Cybersecurity investigators from Mandiant, working with the Safe{Wallet} team, discovered that the attackers used a multi-step strategy to infiltrate the system:

  • Initial Access Through Social Engineering
    The attackers impersonated a trusted open-source contributor to deceive a developer at Safe{Wallet}, who held administrative privileges.
  • Malicious Software Deployment
    The developer unknowingly installed a compromised Python project via Docker. This gave attackers elevated access to the workstation.
  • Cloud Credentials Stolen
    From there, the attackers extracted Amazon Web Services (AWS) session tokens and bypassed multi-factor authentication (MFA), maintaining access for nearly three weeks.
  • Manipulated JavaScript for Final Attack
    With access in place, the attackers replaced a harmless JavaScript file with a malicious version. When a large transaction was initiated, the script rerouted funds to wallets controlled by the hackers.

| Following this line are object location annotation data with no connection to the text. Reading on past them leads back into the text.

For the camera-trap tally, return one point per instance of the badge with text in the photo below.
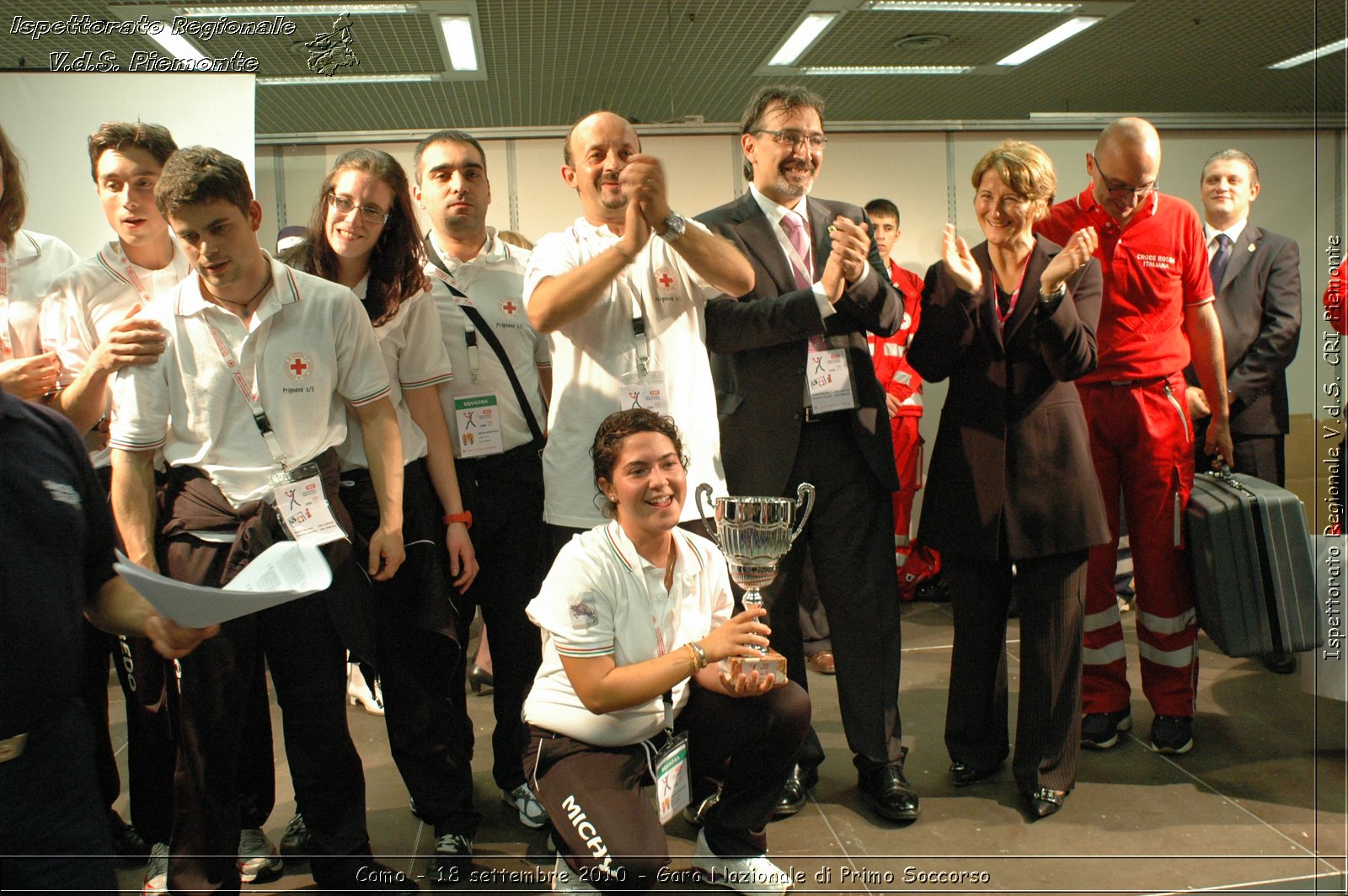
(644, 391)
(671, 781)
(302, 505)
(829, 377)
(478, 424)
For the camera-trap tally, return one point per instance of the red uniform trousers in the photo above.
(907, 460)
(1141, 441)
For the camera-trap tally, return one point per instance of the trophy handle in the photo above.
(804, 495)
(711, 525)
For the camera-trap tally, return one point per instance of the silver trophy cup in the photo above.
(754, 534)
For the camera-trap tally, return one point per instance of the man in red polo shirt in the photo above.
(1157, 305)
(902, 384)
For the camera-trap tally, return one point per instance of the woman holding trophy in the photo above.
(1013, 502)
(637, 616)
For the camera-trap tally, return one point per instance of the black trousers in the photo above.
(308, 666)
(418, 653)
(506, 495)
(1051, 593)
(851, 541)
(53, 822)
(597, 808)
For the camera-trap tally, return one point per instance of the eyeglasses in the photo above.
(371, 213)
(795, 138)
(1125, 192)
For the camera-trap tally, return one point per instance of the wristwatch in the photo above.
(674, 227)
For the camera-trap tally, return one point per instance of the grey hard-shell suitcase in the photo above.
(1254, 581)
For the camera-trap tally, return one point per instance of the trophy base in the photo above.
(770, 664)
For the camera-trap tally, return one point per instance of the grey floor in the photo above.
(1258, 806)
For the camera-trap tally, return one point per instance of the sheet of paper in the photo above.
(282, 573)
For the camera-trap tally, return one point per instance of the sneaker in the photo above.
(752, 875)
(696, 813)
(294, 840)
(259, 860)
(1100, 731)
(1172, 734)
(532, 813)
(157, 876)
(568, 882)
(452, 859)
(368, 694)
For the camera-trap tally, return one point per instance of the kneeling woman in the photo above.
(635, 617)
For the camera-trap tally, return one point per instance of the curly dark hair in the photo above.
(397, 264)
(613, 431)
(13, 204)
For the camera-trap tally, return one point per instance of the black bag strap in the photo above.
(480, 323)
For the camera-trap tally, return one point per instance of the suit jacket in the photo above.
(1260, 310)
(759, 348)
(1013, 455)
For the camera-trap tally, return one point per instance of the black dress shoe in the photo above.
(890, 794)
(964, 775)
(1280, 662)
(1045, 802)
(126, 841)
(795, 792)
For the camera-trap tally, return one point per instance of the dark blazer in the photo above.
(1013, 453)
(1260, 310)
(759, 348)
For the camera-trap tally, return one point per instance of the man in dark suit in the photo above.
(1257, 280)
(800, 403)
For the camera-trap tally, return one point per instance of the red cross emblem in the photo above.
(298, 365)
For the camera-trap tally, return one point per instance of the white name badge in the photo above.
(645, 391)
(302, 505)
(671, 785)
(478, 424)
(828, 377)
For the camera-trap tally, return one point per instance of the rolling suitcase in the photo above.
(1254, 583)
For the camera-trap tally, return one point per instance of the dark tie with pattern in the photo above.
(1217, 267)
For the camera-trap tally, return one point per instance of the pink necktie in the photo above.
(800, 242)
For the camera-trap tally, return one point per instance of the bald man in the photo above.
(623, 290)
(1156, 320)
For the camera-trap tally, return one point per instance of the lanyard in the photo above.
(469, 332)
(997, 307)
(6, 345)
(639, 339)
(251, 397)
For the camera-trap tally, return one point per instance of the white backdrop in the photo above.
(49, 118)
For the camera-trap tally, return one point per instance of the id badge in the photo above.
(478, 424)
(644, 391)
(671, 785)
(829, 377)
(303, 507)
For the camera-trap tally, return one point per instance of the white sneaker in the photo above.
(367, 694)
(532, 813)
(157, 875)
(259, 860)
(566, 882)
(755, 875)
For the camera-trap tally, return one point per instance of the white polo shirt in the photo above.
(593, 355)
(494, 283)
(305, 352)
(415, 356)
(602, 599)
(87, 301)
(26, 274)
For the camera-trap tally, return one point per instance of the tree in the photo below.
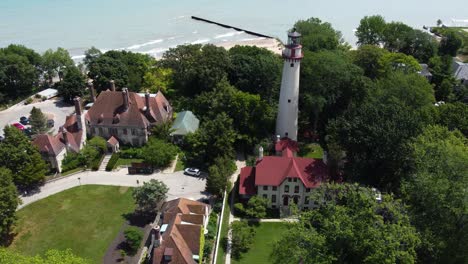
(72, 85)
(38, 121)
(349, 226)
(54, 62)
(219, 174)
(318, 35)
(133, 237)
(22, 158)
(148, 196)
(196, 68)
(256, 71)
(159, 153)
(242, 238)
(52, 256)
(421, 45)
(371, 30)
(436, 194)
(8, 203)
(450, 44)
(214, 138)
(394, 35)
(368, 57)
(256, 207)
(163, 131)
(454, 116)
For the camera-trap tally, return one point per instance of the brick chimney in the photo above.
(125, 98)
(92, 91)
(147, 96)
(112, 83)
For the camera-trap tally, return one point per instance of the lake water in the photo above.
(152, 26)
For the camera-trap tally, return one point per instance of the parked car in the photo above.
(24, 120)
(192, 171)
(19, 126)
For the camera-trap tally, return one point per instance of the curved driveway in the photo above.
(180, 185)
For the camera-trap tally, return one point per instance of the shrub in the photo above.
(133, 237)
(113, 160)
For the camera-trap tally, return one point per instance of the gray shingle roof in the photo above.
(185, 122)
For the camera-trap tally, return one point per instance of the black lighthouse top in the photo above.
(293, 49)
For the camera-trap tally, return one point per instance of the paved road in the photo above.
(180, 185)
(53, 106)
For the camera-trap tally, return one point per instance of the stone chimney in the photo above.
(125, 98)
(92, 91)
(260, 153)
(147, 96)
(112, 84)
(64, 137)
(79, 112)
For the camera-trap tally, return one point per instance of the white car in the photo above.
(192, 171)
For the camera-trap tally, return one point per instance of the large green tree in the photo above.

Mandiant and Safe{Wallet} believe this attack was state-sponsored, and aimed at high-value targets in the blockchain ecosystem.

Cleanup and Response

Following the breach, Safe{Wallet} implemented a full infrastructure reset to secure its systems. This included:

  • Rotating all credentials and keys
  • Resetting cloud clusters and developer machines
  • Rebuilding container images
  • Restricting access to key transaction services
  • Updating firewall rules for external services

FBI Involvement and Tracing the Funds

The FBI has linked the breach to TraderTraitor, a North Korean advanced persistent threat (APT) group it has tracked since 2022. According to the agency, some of the stolen digital assets have already been converted to Bitcoin and dispersed across thousands of blockchain addresses, likely in preparation for laundering and eventual conversion to fiat currency.

Bybit’s Bounty Program

In response, Bybit has launched a bug bounty and recovery program, offering a 5% reward to anyone who helps freeze the stolen funds, and an additional 5% to those who assist in tracing them.

What This Means for Businesses

This incident is a stark reminder that even well-defended systems can fall to targeted, well-executed attacks—especially those involving insider access, supply chain risks, or cloud environments.

Organisations must remain vigilant, ensure multi-layered defences, and invest in proactive security monitoring and response.